Factors of x^2−6𝑥+8 = (x-4)(x-2)

Therefore none of the factors is common between the two polynomial expressions. So they are coprime.

 

Example 2:

x^2−4𝑥+3 is not coprime with x^2-3x+2

Factors of x^2−4𝑥+3 = (x-1)(x-3)

Factors of x^2-3x+2 = (x-1)(x-2)

Therefore, (x-1) is a common factor between the two polynomial expressions. So they are not coprime.

 

Frequently Asked Questions on Coprime Numbers

  1. Out of 26, 13, and 34, which numbers are coprime?

Factors of 13: 1,13

Factors of 26: 1, 2, 13, 26 

Factors of 34: 1, 2, 17, 34

The pair of (13, 26) and (26, 34) are not co primes. But a pair of (13, 34) is a co-prime as there are no factors in common except 1. As a whole, the pair is not a coprime pair.

 

  1. What is the LCM of coprime numbers?

The LCM of the taken pair of coprime is equal to the product of the two numbers. For eg: 10 and 21 are coprime. The LCM of 10 and 21 will be 210 i.e. (21*10).

 

  1. Which is the only pair of 3 coprime numbers?

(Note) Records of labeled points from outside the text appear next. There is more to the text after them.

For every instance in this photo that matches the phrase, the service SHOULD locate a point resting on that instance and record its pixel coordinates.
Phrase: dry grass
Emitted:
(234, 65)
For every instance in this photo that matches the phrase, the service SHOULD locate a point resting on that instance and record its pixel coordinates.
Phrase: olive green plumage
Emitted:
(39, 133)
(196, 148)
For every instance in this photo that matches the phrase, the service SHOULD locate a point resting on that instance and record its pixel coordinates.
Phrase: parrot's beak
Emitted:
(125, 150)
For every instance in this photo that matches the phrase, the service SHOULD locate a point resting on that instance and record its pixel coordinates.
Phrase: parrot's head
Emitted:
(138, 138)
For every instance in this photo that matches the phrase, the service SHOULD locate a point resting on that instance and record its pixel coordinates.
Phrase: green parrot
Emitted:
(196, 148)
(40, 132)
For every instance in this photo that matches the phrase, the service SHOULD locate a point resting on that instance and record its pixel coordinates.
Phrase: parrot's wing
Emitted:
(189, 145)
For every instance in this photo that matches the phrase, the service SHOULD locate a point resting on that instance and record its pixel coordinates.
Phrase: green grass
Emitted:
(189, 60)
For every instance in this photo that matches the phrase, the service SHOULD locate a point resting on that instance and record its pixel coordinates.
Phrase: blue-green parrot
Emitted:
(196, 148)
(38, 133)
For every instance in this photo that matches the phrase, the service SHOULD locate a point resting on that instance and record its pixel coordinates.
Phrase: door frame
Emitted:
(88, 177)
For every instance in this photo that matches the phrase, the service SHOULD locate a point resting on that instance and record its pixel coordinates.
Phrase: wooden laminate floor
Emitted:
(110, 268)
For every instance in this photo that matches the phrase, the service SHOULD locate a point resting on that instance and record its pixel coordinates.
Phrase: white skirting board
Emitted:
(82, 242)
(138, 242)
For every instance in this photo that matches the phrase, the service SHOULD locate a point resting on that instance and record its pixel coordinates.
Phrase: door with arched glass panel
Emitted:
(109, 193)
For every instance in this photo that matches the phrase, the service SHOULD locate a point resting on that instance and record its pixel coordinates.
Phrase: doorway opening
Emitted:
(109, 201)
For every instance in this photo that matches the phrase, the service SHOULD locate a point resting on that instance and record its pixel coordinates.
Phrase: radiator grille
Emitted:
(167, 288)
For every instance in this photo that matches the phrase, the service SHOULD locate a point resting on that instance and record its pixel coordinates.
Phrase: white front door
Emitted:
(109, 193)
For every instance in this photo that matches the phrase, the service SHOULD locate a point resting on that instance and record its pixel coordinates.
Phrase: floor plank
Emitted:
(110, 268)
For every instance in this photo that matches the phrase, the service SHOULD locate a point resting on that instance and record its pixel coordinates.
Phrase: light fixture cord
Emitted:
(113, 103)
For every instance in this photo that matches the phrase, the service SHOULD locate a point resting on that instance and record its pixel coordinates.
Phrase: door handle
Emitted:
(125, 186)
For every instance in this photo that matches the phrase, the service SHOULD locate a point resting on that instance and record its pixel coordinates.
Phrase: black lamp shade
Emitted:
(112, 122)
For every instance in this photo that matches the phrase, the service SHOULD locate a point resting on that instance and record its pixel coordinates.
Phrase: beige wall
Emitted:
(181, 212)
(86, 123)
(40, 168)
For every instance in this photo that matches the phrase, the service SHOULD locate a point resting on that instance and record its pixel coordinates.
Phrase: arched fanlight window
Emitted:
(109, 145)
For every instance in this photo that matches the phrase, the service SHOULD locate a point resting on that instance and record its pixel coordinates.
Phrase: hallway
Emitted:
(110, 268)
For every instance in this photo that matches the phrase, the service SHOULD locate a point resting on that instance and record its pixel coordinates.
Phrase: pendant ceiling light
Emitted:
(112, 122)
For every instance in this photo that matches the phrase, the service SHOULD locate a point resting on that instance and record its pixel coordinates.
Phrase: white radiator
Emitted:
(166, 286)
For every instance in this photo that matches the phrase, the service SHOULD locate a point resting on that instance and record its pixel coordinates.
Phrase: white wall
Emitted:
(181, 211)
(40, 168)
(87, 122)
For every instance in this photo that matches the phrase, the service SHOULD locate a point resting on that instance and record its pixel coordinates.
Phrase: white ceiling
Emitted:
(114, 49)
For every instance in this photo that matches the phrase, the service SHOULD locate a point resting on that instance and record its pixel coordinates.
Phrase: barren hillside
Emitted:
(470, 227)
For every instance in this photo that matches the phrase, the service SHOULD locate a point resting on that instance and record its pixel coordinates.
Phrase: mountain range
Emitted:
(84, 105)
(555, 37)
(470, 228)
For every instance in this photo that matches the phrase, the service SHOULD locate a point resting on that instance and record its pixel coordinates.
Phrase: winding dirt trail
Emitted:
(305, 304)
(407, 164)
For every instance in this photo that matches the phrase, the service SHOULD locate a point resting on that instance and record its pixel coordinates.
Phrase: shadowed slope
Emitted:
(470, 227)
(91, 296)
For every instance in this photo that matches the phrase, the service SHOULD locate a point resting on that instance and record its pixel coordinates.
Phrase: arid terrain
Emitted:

The pair of (1, 2, 3) is the only continuous pair of 3 coprime numbers to each other. If a pair of 3 numbers contains 2 odd numbers, they can never be coprime. But if the pair of 3 numbers contain odd numbers, they can be coprime. We will have to check, in the way as shown in the examples above.

 

  1. If two numbers are coprime then one of them is always divisible by the other?

No. If a number is divisible by the other number of the pair, then the pair is not a coprime pair.

 

  1. Are 30 and 415 are coprime numbers?

Factors of 30 = 1, 2, 3, 5, 10, 15, 30

Factors of 415 = 1, 5, 83, 415

On comparing the factors of these two numbers 30 and 415, we see that both these numbers have factors in common. The HCF for this pair is 5. Therefore the pair is not coprime.

 

  1. Are 15 and 37 are coprime numbers?

Factors of 15 = 1, 3, 5, 15

Factors of 37 = 1, 37

On comparing the factors of these two numbers 37 and 15, we see that both these numbers have no factors in common. The HCF for this pair is 1. Therefore the pair is coprime.

 

  1. Are 216 and 215 coprime numbers?

Two numbers which are successive integers are always coprime. Hence the numbers are coprime numbers.